Any other comparison operators are usable on only strings.


  • It is a bash keyword

  • Was introduced to add functionalities [ was missing; [[ can be thought of as a superset of [ as [[ supports everything [ supports, and adds many more

While you do not get much for arithmetic operations, but for string operations [[ is great as it supports shell Glob matching and Regex (Regular Expression) based matching out of the box:

$ bar="spamegg"

$ [ "$bar" = spam* ] && echo "Match" || echo "No match"
bash: [: too many arguments
No match

As you can see, we have set variable bar as having value spamegg. While doing shell Glob matching in [, with Glob token * (matches zero or more characters), [ fails giving the error about too many arguments received.

Note: The string No match still got printed as [ exits with status 1 (failed); this happened due to the way we've chained the short-circuit (logical) operators. Here, the echo "Match" would be executed if [ exits with a status 0 -- note the && (logical AND); and echo "No match" would be executed if any one of the [ or echo "Match" fails -- note the || (logical OR) operator.

Now, let's check if [[ can do Glob matching:

$ [[ "$bar" = spam* ]] && echo "Match" || echo "No match"

Hmmm, it does. Note that, we're using same = operator here, for Glob matching too.

Note: = and == are replaceable in [[

Let's see Regex matching, the operator changes from = (or ==) to =~:

$ [[ "$bar" =~ ^spam ]] && echo "Match" || echo "No match"

It does do Regex match.

As mentioned earlier, the arithmetic operators and operations are similar to that of plain [.

Note: You don't need to strictly quote the variables/parameters when used inside [[, unlike [:

$ spam='egg foo'

$ [ $spam = 'egg foo' ] && echo "True" || echo "False"
bash: [: too many arguments

$ [ "$spam" = 'egg foo' ] && echo "True" || echo "False"

$ [[ $spam = 'egg foo' ]] && echo "True" || echo "False"

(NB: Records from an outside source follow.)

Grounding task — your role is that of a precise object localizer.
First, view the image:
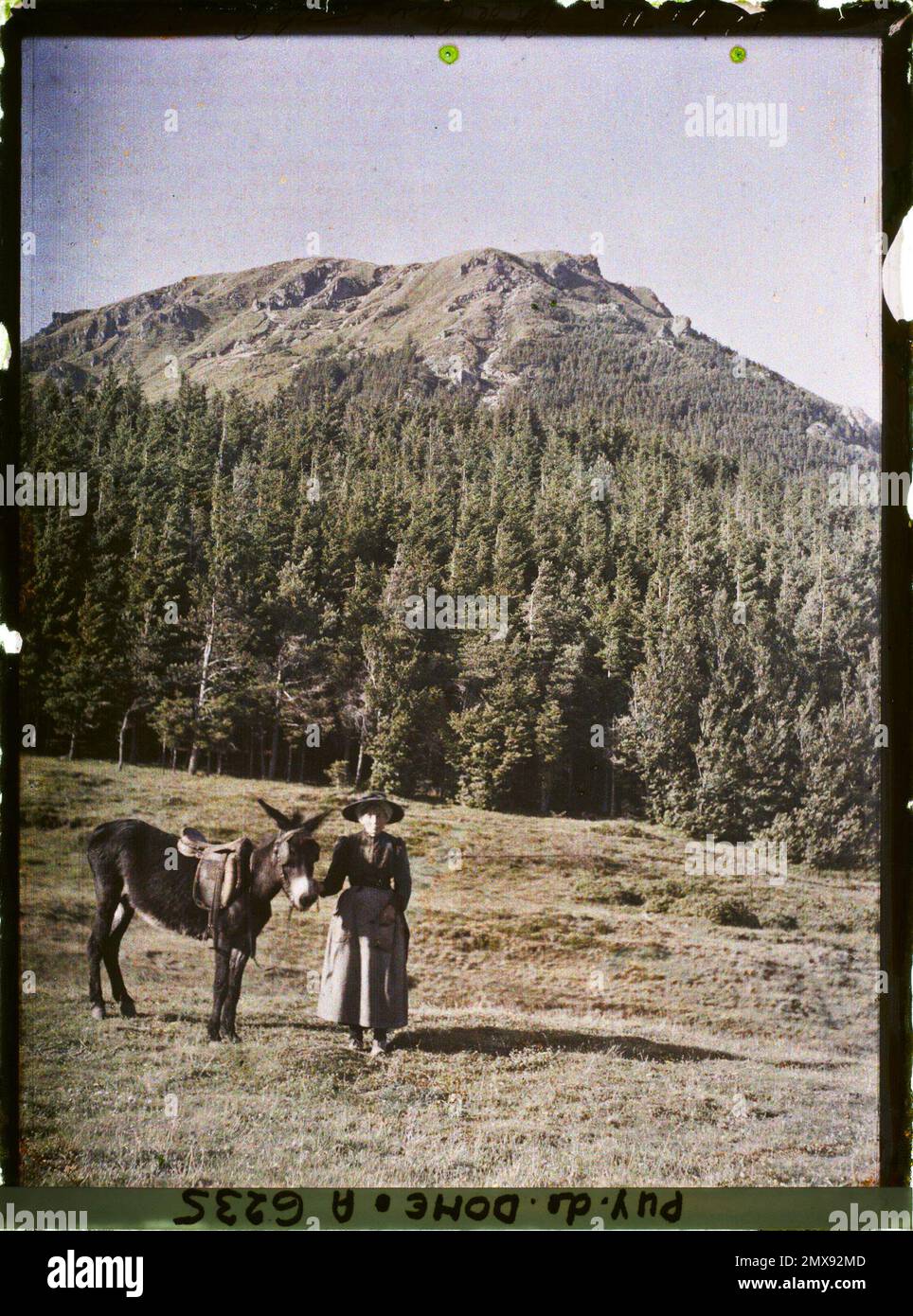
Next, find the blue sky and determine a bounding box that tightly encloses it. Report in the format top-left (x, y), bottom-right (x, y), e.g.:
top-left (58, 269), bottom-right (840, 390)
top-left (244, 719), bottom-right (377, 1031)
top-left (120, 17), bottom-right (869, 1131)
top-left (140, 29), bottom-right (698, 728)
top-left (23, 37), bottom-right (882, 418)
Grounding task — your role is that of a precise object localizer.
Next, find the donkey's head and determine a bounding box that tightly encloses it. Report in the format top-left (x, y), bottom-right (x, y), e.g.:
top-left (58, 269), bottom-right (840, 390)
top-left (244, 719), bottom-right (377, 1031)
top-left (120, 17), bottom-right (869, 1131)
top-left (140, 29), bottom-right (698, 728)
top-left (257, 800), bottom-right (331, 909)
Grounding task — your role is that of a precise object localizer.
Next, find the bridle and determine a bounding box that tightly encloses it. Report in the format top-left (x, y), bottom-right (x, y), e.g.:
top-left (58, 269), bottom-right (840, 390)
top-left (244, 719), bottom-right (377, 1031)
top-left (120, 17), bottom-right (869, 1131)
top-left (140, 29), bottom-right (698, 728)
top-left (273, 827), bottom-right (320, 922)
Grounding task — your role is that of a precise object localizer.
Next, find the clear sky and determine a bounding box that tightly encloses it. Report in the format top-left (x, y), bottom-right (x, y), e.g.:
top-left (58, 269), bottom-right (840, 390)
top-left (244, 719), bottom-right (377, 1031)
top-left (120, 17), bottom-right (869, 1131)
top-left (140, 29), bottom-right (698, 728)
top-left (23, 37), bottom-right (882, 418)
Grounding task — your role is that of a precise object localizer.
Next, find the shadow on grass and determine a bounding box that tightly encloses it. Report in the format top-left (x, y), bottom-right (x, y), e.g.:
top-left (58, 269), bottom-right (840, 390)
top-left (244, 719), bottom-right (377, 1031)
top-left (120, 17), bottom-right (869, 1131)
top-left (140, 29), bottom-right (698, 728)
top-left (395, 1028), bottom-right (743, 1063)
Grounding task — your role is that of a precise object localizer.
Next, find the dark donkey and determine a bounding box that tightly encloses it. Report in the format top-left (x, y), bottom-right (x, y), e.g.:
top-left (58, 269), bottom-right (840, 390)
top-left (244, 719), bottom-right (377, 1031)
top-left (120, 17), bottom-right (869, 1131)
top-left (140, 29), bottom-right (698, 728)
top-left (88, 800), bottom-right (329, 1042)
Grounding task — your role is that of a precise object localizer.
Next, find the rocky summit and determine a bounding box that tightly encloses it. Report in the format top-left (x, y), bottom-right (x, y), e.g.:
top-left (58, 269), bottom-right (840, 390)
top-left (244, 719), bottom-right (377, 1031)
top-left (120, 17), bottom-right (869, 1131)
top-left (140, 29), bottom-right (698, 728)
top-left (23, 247), bottom-right (879, 450)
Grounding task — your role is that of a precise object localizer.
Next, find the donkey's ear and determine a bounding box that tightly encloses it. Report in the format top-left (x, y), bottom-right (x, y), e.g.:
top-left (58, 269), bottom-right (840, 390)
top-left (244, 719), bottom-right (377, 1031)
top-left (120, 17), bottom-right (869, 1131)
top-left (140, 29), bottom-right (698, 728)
top-left (257, 797), bottom-right (296, 831)
top-left (301, 809), bottom-right (332, 836)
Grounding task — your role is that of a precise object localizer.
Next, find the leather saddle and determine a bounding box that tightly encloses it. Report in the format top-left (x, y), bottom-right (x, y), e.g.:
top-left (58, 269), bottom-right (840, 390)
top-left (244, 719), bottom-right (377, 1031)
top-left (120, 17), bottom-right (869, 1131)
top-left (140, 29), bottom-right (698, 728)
top-left (178, 827), bottom-right (254, 937)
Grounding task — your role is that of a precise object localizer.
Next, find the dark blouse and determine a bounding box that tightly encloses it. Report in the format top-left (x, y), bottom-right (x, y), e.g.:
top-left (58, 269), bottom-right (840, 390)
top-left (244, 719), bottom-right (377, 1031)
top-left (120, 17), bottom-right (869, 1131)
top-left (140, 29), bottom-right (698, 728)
top-left (322, 831), bottom-right (412, 909)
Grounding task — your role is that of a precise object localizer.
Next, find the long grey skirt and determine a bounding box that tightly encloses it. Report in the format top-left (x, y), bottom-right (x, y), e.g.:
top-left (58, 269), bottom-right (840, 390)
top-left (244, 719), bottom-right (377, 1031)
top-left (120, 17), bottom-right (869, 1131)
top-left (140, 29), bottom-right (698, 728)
top-left (317, 887), bottom-right (409, 1028)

  • Used for arithmetic operations only, should not be used for string operations

  • Support operator syntaxes like > for -gt, >= for -ge, and alikes

  • The eqality operator is not =, rather you must use ==

Here is why you should not use (( on strings:

$ (( foo =  foo )) && echo "True" || echo "False"

$ (( foo == foo )) && echo "True" || echo "False"

Note just the addition of = inside (( changing the whole thing.

Now, arithmetic operations:

$ spam=5

$ (( spam >= 2 )) && echo "True" || echo "False"

$ (( spam == 2 )) && echo "True" || echo "False"

$ (( spam < 2 )) && echo "True" || echo "False"

Notice that, I have not used $ before variable name here, because you don't need that inside ((. So, (( spam >= 2 )) and (( $spam >= 2 )) both are syntactically correct and equivalent.

Note: You can't use the -gt, -eq and alikes inside ((:

$ (( 5 -eq 3 ))
bash: ((: 5 -eq 3 : syntax error in expression (error token is "3 ")

That's that!

One final note would be to use only [ when you want to make your script portable (e.g. would be run as /bin/sh and you don't know where sh is symlinked to) as it is defined by POSIX and should be available on all Bourne like shells. And if you're sure that you would only run the script with bash, you can (and you should) leverage the great features [[ and (( provide.